A compelling answer is this: Jesus steps into the river as a sign that he has come to be with and among the people. He chooses to lead not from a position of power and prestige, but through participation in our everyday reality. He chooses to emphasize not how he is different, but how he is the same.
A modern example of such humility is the Dalai Lama. The Dalia Lama is the leader of Buddhists; and at one time also held civil power over the people of Tibet; he was a kind of Pope and Emperor rolled into one. With such an exalted status, he could easily believe himself unique and better than others.
But that’s not how the Dalai Lama sees it. He says, “I never consider, even when giving a talk to a large crowd, that I am something special. . . . I always emphasize that when I meet people, we are all the same human beings.” (The Book of Joy, page 130)

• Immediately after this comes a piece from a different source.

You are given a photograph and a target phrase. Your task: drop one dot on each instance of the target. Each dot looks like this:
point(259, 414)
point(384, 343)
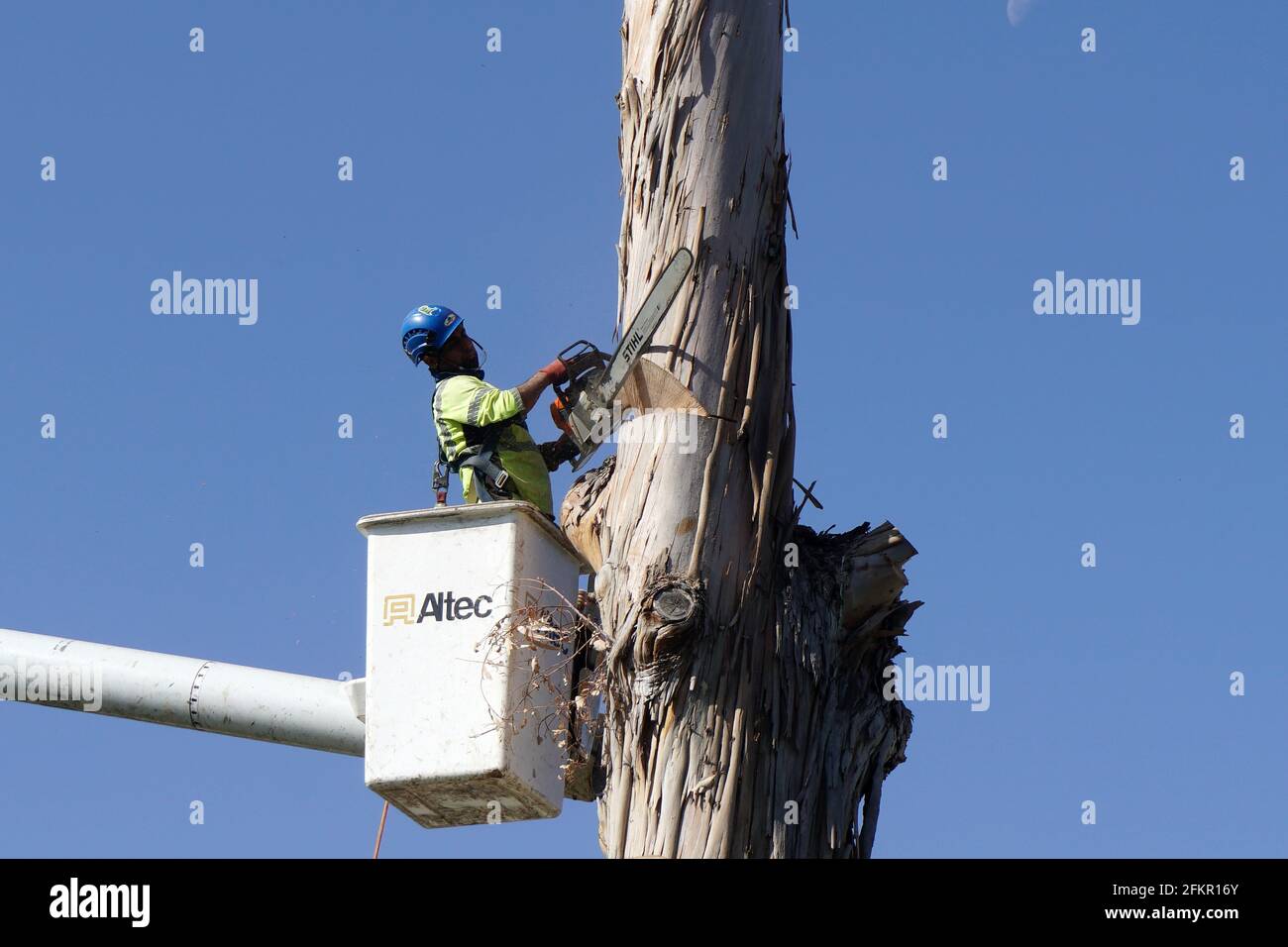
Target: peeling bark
point(745, 711)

Lord Jesus, you are Messiah of Israel and Son of God. Yet you choose not to exalt yourself over others; instead, you enter everything that makes us human; you take upon yourself our joys and our sorrows, our hurts and our hopes, our successes and our failures. Thank you, Jesus, for bowing down so that we might be lifted up. To you, along with the Father in heaven and with the Holy Spirit, be honor and glory forever and ever. Amen.